Currently, in a Long Term Evolution (LTE) system, user equipment (UE) detects downlink control information (DCI) in a downlink subframe. The DCI includes scheduling information used by the UE to send a physical uplink shared channel PUSCH and scheduling information used by the UE to receive a physical downlink shared channel (PDSCH), for example, a quantity of physical resource blocks used in a frequency domain, a used modulation and coding scheme or modulation scheme, and a quantity of bits included in a carried transport block. The PUSCH mainly carries uplink data sent by a terminal, and is sent by using a format of single carrier frequency division multiple access (SC-FDMA). A smallest scheduling granularity in the frequency domain is one physical resource block (PRB), one PRB includes 12 orthogonal subcarriers in the frequency domain, and a subcarrier spacing is 15 kHz. Therefore, one PRB includes a 180-kHz frequency resource.
However, with rapid development of communications technologies, a plurality of types of LTE terminals are already available or one type of terminal may have a plurality of capabilities. For example, a first-type terminal can send a single subcarrier with a 3.75-kHz orthogonal subcarrier spacing by means of SC-FDMA in an uplink manner, or send a single sub-channel with a 3.75-kHz sub-channel bandwidth by means of FDMA in an uplink manner; a second-type terminal or a first-type terminal has a capability of sending a single subcarrier with a 15-kHz orthogonal subcarrier spacing by means of SC-FDMA in an uplink manner; and a third-type terminal or a first-type terminal has a capability of sending a plurality of subcarriers with a 15-kHz orthogonal subcarrier spacing by means of SC-FDMA in an uplink manner. The three types of terminals all support an orthogonal frequency division multiple access (OFDMA) technology in downlink, and a subcarrier spacing is 15 kHz.

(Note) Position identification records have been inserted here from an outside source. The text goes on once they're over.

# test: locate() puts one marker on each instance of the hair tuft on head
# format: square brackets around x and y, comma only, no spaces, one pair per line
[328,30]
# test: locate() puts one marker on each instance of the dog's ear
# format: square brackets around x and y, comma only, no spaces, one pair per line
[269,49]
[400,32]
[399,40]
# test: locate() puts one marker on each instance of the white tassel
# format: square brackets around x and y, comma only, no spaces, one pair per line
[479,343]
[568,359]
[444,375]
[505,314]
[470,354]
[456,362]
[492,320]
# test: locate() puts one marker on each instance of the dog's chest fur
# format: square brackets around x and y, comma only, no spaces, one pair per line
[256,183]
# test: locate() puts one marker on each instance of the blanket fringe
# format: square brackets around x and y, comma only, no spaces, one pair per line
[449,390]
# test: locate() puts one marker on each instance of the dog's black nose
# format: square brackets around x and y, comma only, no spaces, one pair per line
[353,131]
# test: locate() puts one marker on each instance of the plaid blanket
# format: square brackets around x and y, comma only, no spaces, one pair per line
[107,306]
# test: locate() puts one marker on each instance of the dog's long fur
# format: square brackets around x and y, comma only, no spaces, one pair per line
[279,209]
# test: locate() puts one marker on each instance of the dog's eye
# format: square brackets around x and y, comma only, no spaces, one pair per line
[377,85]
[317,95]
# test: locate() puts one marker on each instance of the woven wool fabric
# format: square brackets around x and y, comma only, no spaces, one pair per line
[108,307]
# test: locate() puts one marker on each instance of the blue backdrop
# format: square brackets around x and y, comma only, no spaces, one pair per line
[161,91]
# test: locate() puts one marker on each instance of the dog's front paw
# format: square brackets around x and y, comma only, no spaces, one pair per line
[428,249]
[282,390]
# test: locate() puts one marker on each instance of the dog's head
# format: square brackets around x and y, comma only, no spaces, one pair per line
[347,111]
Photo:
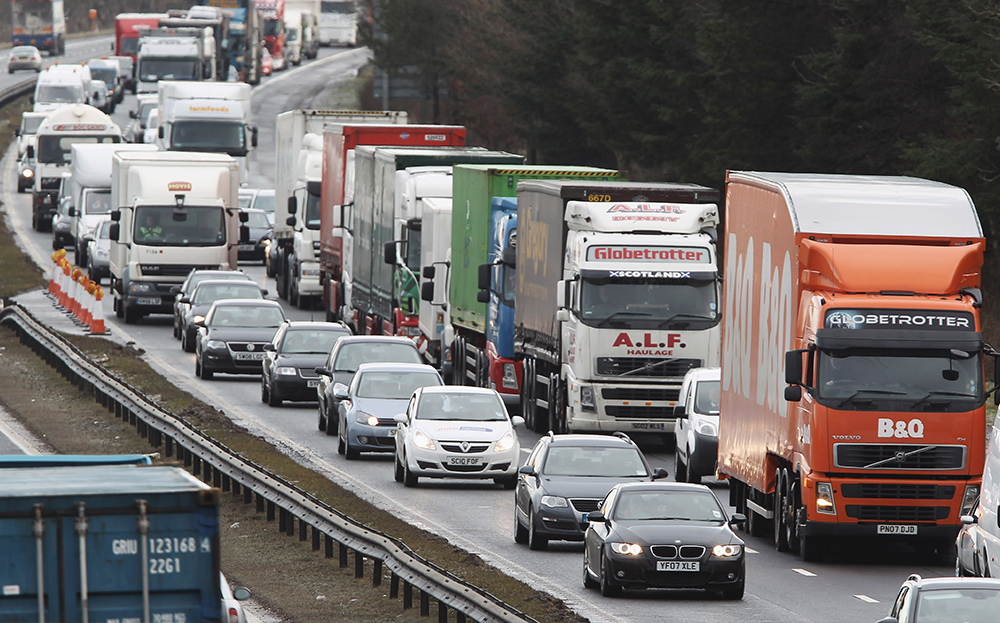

However, because a smallest scheduling granularity of the LTE system is one PRB, and granularity scheduling of a single subcarrier or a plurality of subcarriers is not supported, none of the three types of terminals can be supported in the existing LTE system. For example, if the first-type terminal sends a signal over a single subcarrier with a 3.75-kHz subcarrier spacing or a single sub-channel with a 3.75-kHz sub-channel bandwidth, a length of the signal in a time domain is at least four times of a length of a signal sent over a 15-kHz single subcarrier. A frame structure in the LTE system is designed according to a 15-kHz subcarrier spacing. Therefore, the first-type terminal is not supported. Therefore, a scheduling method, a data transmission method, and an apparatus are urgently required.